President Trump once vowed to drain the swamp, but by joining with House Speaker Nancy Pelosi on the latest budget deal, he has merely drained it of the Tea Party.
There are many ways in which the Trump presidency has been disruptive to the status quo. But when it comes to spending and deficits, he has restored Washington to a much more conventional place in which both parties agree to ignore warnings of fiscal disaster, and resolve their differences by simply agreeing to spend more money.
The Tea Party was many things to many people, but one way in which it briefly changed politics is that for a period of time, Republican lawmakers were more worried about the consequences of rubber stamping budget deals than they were about being attacked for spending cuts.
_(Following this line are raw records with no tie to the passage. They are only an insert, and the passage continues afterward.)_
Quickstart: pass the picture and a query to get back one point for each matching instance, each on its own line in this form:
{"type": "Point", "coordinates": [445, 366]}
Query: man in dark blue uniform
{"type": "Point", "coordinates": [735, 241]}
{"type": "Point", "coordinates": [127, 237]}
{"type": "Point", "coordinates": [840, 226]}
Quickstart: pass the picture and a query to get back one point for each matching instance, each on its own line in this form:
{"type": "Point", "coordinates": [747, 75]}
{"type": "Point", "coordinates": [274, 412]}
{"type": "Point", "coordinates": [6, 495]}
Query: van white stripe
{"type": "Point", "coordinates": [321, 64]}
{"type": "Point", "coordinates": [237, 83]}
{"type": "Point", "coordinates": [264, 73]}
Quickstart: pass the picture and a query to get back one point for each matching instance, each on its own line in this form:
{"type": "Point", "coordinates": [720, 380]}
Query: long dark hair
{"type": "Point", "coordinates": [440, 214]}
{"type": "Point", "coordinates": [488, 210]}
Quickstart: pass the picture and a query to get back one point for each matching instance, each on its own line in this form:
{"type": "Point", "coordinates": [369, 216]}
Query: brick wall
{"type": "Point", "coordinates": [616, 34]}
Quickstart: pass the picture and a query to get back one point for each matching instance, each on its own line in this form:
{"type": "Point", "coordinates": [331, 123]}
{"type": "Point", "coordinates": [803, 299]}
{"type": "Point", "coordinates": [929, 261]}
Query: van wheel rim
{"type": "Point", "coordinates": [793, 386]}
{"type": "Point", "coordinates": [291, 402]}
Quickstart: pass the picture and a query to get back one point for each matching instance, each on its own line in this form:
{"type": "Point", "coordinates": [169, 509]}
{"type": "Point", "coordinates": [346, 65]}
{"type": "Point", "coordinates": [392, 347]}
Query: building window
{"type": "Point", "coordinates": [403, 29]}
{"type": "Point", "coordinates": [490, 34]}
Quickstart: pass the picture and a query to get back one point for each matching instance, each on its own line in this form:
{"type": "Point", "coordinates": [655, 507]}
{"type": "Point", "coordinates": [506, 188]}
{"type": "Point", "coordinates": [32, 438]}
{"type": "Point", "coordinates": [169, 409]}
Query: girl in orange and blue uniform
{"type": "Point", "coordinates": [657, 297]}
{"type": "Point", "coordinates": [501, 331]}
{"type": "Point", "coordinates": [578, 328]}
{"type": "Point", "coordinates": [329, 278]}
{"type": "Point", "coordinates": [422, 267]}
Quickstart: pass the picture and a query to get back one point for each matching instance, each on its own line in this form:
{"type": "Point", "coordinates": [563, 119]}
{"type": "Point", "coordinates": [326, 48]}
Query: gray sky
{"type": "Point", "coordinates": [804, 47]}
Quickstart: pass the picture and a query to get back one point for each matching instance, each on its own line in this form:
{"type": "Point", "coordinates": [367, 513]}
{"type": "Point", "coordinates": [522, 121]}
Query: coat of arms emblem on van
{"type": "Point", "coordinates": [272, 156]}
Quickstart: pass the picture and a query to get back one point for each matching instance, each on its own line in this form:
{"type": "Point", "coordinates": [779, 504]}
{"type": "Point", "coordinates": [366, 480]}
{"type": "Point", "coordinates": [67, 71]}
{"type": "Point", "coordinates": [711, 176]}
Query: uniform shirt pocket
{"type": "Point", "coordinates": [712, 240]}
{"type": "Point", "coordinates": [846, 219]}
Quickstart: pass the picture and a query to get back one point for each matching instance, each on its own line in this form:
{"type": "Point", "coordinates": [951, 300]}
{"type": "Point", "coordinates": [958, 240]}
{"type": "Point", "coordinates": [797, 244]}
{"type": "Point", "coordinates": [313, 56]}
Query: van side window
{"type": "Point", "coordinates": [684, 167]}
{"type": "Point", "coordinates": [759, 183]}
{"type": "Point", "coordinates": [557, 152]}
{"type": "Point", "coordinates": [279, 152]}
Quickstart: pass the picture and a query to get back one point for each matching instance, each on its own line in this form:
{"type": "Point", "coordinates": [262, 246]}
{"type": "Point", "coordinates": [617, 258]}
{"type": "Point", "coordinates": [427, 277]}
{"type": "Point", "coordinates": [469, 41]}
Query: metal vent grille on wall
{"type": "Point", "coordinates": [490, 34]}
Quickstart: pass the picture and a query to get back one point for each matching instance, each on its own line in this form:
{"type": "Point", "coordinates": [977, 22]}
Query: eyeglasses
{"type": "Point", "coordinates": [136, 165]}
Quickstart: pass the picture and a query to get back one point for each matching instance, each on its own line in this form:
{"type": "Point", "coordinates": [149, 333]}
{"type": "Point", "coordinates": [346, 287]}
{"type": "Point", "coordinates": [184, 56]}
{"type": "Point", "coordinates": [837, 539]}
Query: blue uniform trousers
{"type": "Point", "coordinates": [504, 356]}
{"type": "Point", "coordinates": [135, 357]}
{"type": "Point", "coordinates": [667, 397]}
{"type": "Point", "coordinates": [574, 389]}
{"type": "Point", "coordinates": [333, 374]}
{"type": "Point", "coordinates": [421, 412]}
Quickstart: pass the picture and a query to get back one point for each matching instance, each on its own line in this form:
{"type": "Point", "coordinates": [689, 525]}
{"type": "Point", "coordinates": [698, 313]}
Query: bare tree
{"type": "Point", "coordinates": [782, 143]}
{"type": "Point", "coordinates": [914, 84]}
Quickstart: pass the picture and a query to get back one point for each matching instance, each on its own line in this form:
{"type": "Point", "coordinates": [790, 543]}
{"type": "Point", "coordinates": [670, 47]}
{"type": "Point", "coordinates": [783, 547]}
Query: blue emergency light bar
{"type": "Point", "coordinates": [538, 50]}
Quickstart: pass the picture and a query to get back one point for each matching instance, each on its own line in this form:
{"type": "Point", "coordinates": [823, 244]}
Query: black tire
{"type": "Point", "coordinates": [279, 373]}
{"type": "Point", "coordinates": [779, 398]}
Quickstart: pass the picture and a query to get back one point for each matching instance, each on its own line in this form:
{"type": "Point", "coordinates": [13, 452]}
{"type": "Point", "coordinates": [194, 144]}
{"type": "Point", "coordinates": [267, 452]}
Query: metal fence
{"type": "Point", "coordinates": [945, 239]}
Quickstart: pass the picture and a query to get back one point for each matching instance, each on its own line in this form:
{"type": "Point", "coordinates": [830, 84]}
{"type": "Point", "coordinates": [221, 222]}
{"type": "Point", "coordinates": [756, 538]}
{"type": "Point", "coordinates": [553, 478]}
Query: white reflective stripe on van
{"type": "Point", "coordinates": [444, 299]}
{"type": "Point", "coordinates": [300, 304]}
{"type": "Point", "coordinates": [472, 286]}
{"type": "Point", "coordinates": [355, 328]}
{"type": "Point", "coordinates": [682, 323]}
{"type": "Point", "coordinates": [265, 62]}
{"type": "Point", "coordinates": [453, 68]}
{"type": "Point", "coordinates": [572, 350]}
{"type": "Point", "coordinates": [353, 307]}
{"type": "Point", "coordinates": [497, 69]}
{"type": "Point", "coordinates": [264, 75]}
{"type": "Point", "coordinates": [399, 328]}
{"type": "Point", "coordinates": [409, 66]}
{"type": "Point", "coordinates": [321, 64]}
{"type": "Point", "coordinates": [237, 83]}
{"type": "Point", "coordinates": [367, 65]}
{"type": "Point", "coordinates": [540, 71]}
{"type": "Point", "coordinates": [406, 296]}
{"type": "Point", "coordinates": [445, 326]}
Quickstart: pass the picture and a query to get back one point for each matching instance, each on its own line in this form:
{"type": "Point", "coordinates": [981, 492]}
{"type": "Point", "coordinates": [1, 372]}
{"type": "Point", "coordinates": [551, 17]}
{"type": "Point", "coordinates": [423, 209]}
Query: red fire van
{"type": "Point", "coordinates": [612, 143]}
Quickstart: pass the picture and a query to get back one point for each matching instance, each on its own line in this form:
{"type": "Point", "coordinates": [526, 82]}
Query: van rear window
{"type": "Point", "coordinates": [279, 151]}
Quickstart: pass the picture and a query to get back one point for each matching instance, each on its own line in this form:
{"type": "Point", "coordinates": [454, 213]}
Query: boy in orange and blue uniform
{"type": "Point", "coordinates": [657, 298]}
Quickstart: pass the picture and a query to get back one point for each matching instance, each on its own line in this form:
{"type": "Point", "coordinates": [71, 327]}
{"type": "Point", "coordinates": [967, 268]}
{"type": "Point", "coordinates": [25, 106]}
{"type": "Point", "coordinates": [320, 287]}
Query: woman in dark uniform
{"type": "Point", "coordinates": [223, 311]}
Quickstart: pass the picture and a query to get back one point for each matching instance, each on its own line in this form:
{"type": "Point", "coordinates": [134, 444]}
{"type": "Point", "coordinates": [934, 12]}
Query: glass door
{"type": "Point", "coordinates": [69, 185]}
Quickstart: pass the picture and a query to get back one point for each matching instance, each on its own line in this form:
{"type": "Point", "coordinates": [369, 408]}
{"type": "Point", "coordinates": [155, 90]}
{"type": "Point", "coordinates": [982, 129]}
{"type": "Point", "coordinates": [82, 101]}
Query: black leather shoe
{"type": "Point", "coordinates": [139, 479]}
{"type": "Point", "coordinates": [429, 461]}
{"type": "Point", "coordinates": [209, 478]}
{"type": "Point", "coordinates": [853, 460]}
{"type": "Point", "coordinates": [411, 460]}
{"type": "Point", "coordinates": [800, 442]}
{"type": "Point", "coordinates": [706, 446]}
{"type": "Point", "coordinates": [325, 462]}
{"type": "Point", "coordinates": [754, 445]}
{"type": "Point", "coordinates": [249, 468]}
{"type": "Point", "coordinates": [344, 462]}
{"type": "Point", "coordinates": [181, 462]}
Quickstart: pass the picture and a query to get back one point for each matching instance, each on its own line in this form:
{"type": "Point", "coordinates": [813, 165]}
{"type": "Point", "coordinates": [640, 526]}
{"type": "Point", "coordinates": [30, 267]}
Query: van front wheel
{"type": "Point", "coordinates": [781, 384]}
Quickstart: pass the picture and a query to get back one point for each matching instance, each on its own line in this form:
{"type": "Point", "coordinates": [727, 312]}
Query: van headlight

Though the movement never consolidated control of the government before its influence declined, it had one lasting victory in the form of the 2011 budget agreement to resolve the debt ceiling standoff that modestly restrained spending.
Yet as time went on and Trump was elected president, Republicans decided to stop pretending to care about the debt. They voted several times to blow past spending limits, and now have done so to the tune of another $340 billion. As Manhattan Institute’s Brian Riedl notes, the latest deal “would essentially repeal the final two years of the 2011 Budget Control Act and raise the baseline for future discretionary spending by nearly $2 trillion over the decade.”
The waving away of previous spending restraint, it should be noted, has not come because deficits have receded. In fact, just last week, the White House projected that deficits would once again breach $1 trillion in 2019, for the first time since Obama’s first term. What’s remarkable is that this is happening during a strong economy and with interest rates still at historically high levels.
Should investors eventually demand higher interest rates, or should the economy falter — making Americans more dependent on public assistance, leading to federal stimulus, and reducing revenues — deficits will only get much deeper. This is especially true given the tacit agreement of both parties to do nothing to address the crisis facing Medicare and Social Security.
Democrats, in some senses, have an excuse, as they are the party that consistently argues for more government spending. But Republicans, at least when Democrats are in power, like to pretend they are the responsible guardians of the nation’s fiscal future.
Instead, they have given up all pretense. The Freedom Caucus, founded to supposedly represent the Tea Party values of limited government in Congress, has devolved into a PR shop for Trump. Mick Mulvaney, one of the founders of the group, has discounted the importance of deficits as the president’s budget man and chief of staff. And even Rush Limbaugh recently declared that, “Nobody is a fiscal conservative anymore. All this talk about concern for the deficit and the budget has been bogus for as long as it’s been around.”
Trump’s Republican Party may want to dismiss the importance of the debt, but the numbers don’t lie. The nation’s federal debt will surpass unprecedented levels in the coming decades, and neither party even wants to pretend to care about it.